Kuşcu Celal
-Başınız sağ olsun ÇARŞAMBALILAR kağıtcı Celal öldü-
Çarşamba’nın nev-i şahsına münhasır bir renkli karakteri idi kağıtçı CELAL ,yada nam-ı diğer kuşçu Celal.
Eski bisiklet parçalarından yaptığı çek-çek arabası ile Çarşamba çöplüklerinde kağıt toplayıp geçimini sağlardı.

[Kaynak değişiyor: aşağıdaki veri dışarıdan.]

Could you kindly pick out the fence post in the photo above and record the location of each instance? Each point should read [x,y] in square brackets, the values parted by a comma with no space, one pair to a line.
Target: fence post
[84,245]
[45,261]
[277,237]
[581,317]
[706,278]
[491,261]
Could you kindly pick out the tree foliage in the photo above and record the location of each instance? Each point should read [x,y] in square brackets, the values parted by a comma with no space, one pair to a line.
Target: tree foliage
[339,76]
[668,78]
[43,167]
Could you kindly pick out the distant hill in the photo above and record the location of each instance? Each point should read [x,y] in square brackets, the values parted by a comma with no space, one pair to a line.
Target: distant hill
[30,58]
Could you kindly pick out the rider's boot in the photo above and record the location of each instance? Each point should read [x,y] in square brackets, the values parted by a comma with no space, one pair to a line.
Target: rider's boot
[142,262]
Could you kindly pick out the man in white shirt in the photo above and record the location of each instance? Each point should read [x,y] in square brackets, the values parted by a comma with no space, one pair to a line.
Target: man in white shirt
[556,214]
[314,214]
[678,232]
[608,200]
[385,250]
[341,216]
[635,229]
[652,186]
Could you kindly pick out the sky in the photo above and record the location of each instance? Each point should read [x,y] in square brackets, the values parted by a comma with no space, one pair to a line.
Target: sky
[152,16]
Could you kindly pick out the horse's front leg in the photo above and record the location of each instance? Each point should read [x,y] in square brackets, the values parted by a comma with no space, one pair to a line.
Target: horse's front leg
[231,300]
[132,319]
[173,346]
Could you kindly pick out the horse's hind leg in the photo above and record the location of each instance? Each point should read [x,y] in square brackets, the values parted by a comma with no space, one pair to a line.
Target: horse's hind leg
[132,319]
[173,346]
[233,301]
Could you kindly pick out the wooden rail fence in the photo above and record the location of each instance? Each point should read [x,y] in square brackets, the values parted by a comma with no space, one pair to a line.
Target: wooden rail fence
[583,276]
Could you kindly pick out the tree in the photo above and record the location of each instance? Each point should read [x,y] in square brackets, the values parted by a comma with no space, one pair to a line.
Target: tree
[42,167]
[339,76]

Onurluydu, son yıllarda bankamatiklerin yoğun olarak bulunduğu kasaba meydanında hasır iskemlesinde güvercinlere yem satmaya çalışırdı, bas bariton sesi ile kendi makamından “gayde” düzüp güvercinlerle arkadaşlık ederdi.
Kuşcu Celal
Her aybaşı maaşımı çekmeye gittiğimde, Celal ile merhabalaşır ayaküstü yarenlik ederdim, önünde küçük boya kutusu kapaklarına koyduğu kuş yemlerini alıp bolca yem serperdim, vedalaşırken de gizlice ceketinin göğüs cebine çam sakızı çoban armağanı harçlık bırakırdım.
Kuşcu Celal
Kahverengi gözleriyle bir buğulu bakış ile teşekkür ederdi bana, Celal Çarşambanın kaybolan vicdanıydı, dırıkma -çakma- Çarşambalıların güvercinlere nefretle bakmalarına tahammül edemezdi es kaza böyle mugallit biri kuşlara yem almak istese red eder satmazdı yemi. “niçin böyle yaptın, Celal “diye sorduğumda “aç ganını doyursun mk, dırıkması” derdi.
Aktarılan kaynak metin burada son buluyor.